Noah melihat ada pekerja bangunan yang sedang sibuk mengerjakan sebuah rumah. Meski ragu, Noah tetap melangkah ke sana untuk melakukan usaha pertamanya.
"Permisi." Noah langsung berusaha berbicara pada kuli bangunan yang berada paling dekat darinya.
"Iya, kenapa, Mas?" tanya kuli itu sembari terus menata bata dengan semen.
"Saya lagi butuh pekerjaan, Pak. Apa saya boleh ikut bantu di sini?" Noah tidak ingin menunjukkan bahwa ia sebenarnya ragu. Ia berusaha bersikap tegas supaya peluang untuk diberi kesempatan kerja semakin besar.
Kuli bangunan itu agak terkejut dengan pertanyaan Noah. Dilihat sekilas saja, Noah sepertinya tidak ada bakat untuk menjadi kuli.
Ia lalu memperhatikan Noah dari ujung kaki hingga kepala. Maka semakin yakin ia bahwa Noah tidak ada potensi.
"Kamu yakin mau jadi kuli? Nanti baru kerja satu hari aja langsung sakit?"

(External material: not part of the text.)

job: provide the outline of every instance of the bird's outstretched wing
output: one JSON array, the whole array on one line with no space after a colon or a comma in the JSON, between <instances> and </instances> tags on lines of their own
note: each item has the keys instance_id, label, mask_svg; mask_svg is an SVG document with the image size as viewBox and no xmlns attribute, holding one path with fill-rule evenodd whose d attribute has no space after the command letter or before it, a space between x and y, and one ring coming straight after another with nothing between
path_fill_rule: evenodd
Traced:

Noah langsung salah tingkah. Bingung harus menjawab apa. Apa sebegitu kentaranya jika ia memang belum ada pengalaman dan belum tahu apa - apa tentang pembangunan?

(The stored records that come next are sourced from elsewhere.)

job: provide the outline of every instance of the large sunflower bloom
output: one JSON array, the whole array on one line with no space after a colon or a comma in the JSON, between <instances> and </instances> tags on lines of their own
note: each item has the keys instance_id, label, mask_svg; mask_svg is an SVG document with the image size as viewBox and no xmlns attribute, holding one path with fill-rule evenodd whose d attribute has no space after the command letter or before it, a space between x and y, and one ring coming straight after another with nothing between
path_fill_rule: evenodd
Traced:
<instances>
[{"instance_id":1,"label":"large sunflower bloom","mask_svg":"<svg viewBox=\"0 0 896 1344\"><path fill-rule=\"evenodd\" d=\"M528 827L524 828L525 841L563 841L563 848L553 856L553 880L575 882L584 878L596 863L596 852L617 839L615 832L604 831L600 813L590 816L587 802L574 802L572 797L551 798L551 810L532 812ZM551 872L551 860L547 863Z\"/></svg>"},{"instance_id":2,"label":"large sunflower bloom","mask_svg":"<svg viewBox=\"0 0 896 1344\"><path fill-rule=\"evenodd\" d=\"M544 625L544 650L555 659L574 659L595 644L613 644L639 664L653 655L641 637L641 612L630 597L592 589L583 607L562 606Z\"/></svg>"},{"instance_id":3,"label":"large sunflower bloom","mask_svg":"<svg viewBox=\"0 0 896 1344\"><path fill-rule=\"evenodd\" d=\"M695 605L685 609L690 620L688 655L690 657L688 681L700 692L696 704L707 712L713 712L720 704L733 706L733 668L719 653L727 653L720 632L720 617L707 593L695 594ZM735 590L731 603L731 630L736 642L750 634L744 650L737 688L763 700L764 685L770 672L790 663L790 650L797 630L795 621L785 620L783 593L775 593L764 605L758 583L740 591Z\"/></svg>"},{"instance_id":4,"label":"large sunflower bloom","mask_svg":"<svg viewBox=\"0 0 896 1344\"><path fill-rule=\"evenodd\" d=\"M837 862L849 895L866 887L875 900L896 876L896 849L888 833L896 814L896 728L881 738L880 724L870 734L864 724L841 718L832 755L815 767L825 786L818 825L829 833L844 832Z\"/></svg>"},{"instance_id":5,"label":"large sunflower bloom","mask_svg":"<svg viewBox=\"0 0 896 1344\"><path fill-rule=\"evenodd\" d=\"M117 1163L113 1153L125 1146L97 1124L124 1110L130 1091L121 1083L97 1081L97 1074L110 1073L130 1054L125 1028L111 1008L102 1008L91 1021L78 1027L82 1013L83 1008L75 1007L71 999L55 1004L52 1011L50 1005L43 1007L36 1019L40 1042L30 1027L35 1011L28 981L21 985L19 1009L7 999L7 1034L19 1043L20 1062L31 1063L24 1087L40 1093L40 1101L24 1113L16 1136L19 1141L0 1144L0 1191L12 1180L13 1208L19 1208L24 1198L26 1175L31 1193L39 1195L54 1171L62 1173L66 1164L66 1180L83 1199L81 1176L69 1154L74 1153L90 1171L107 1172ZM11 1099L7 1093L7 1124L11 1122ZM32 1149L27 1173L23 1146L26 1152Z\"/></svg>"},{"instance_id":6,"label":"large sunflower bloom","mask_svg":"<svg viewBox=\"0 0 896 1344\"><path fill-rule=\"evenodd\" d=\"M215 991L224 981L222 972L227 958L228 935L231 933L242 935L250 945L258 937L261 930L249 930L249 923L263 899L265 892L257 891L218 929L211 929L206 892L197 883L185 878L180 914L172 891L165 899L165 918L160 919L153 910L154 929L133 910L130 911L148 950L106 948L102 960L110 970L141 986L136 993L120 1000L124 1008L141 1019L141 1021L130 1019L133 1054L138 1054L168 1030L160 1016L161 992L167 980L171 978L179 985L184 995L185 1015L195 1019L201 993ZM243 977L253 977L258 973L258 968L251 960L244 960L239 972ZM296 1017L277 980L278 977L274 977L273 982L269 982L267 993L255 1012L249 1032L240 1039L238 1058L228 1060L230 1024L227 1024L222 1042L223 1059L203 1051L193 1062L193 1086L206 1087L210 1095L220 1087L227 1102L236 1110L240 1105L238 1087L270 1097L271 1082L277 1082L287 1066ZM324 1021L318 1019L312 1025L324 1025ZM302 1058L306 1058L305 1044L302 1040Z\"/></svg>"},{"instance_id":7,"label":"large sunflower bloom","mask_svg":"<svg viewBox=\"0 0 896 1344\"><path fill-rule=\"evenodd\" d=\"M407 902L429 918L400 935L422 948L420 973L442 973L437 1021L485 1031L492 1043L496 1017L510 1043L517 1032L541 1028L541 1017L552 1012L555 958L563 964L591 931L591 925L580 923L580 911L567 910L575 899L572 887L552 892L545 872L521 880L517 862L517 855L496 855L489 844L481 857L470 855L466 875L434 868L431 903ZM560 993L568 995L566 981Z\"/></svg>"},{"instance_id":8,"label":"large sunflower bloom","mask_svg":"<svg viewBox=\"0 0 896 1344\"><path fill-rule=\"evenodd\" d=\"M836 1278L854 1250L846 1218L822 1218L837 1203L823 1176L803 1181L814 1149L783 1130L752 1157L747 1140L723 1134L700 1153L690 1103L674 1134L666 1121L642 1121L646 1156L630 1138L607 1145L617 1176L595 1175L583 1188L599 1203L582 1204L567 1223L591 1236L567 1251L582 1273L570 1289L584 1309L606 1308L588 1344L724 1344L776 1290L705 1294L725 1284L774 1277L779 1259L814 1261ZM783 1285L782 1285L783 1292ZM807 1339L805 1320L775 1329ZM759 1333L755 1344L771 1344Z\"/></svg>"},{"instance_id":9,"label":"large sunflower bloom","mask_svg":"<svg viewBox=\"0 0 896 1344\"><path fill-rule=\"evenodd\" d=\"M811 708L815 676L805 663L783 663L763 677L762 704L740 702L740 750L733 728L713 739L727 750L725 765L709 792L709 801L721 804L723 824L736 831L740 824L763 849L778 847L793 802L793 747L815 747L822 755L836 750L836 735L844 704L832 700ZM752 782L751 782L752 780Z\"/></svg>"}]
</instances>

"Saya orangnya gigih dan mau belajar, Pak. Saya minta tolong. Saya benar - benar butuh pekerjaan. Kalau nggak kerja saya nggak bisa makan."

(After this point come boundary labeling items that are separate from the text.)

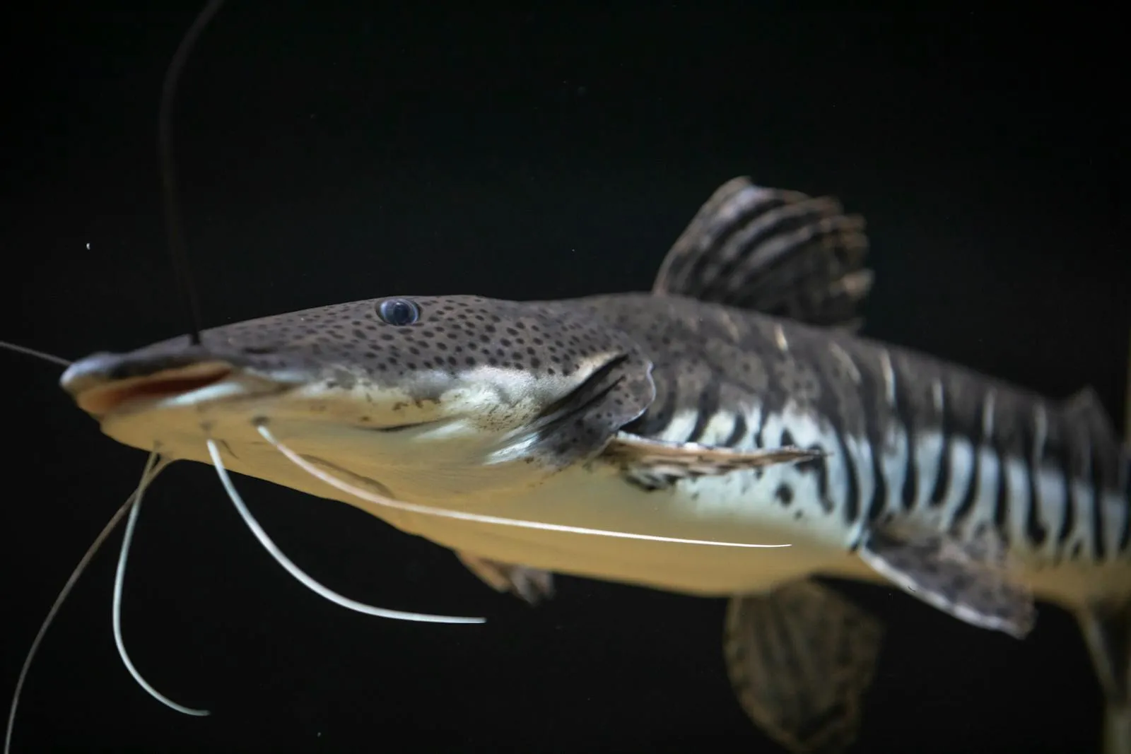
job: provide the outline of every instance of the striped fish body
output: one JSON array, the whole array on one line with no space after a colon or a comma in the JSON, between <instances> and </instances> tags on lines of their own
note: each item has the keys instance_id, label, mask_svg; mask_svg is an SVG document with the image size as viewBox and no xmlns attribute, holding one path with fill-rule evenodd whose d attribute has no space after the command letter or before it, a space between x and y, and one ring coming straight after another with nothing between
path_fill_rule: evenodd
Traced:
<instances>
[{"instance_id":1,"label":"striped fish body","mask_svg":"<svg viewBox=\"0 0 1131 754\"><path fill-rule=\"evenodd\" d=\"M656 400L631 431L827 454L732 478L637 480L653 494L682 487L711 500L709 514L760 519L848 556L879 526L961 541L991 530L1046 599L1131 595L1131 475L1089 393L1052 401L848 332L680 296L577 305L631 333L655 364ZM817 570L869 573L841 560L822 556Z\"/></svg>"},{"instance_id":2,"label":"striped fish body","mask_svg":"<svg viewBox=\"0 0 1131 754\"><path fill-rule=\"evenodd\" d=\"M1115 432L1088 391L1053 401L855 336L862 228L831 199L736 179L649 294L351 302L96 354L62 383L120 442L211 462L207 428L232 470L357 505L529 601L554 572L729 597L739 701L798 753L853 740L882 638L809 577L890 583L1017 636L1035 593L1079 622L1106 752L1131 754ZM355 488L551 526L366 502L283 458L262 422Z\"/></svg>"}]
</instances>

Kuli itu menatap lekat Noah sekali lagi. Lagi - lagi tidak yakin dengan Noah hang mengaku gigih. Ia juga tidak percaya dengan alasan Noah mencari pekerjaan hanya agar bisa makan. Karena setahunya, anak - anak seumuran Noah yang masih menganggur, akan makan numpang orang tua. Bahkan yang sudah punya pekerjaan pun juga banyak yang makan masih numpang orang tua.
Tapi di sisi lain, kuli itu masih punya hati juga. Membayangkan jika seandainya Noah adalah orang yabg jujur. Ia pasti sedang sangat kesusahan sekarang.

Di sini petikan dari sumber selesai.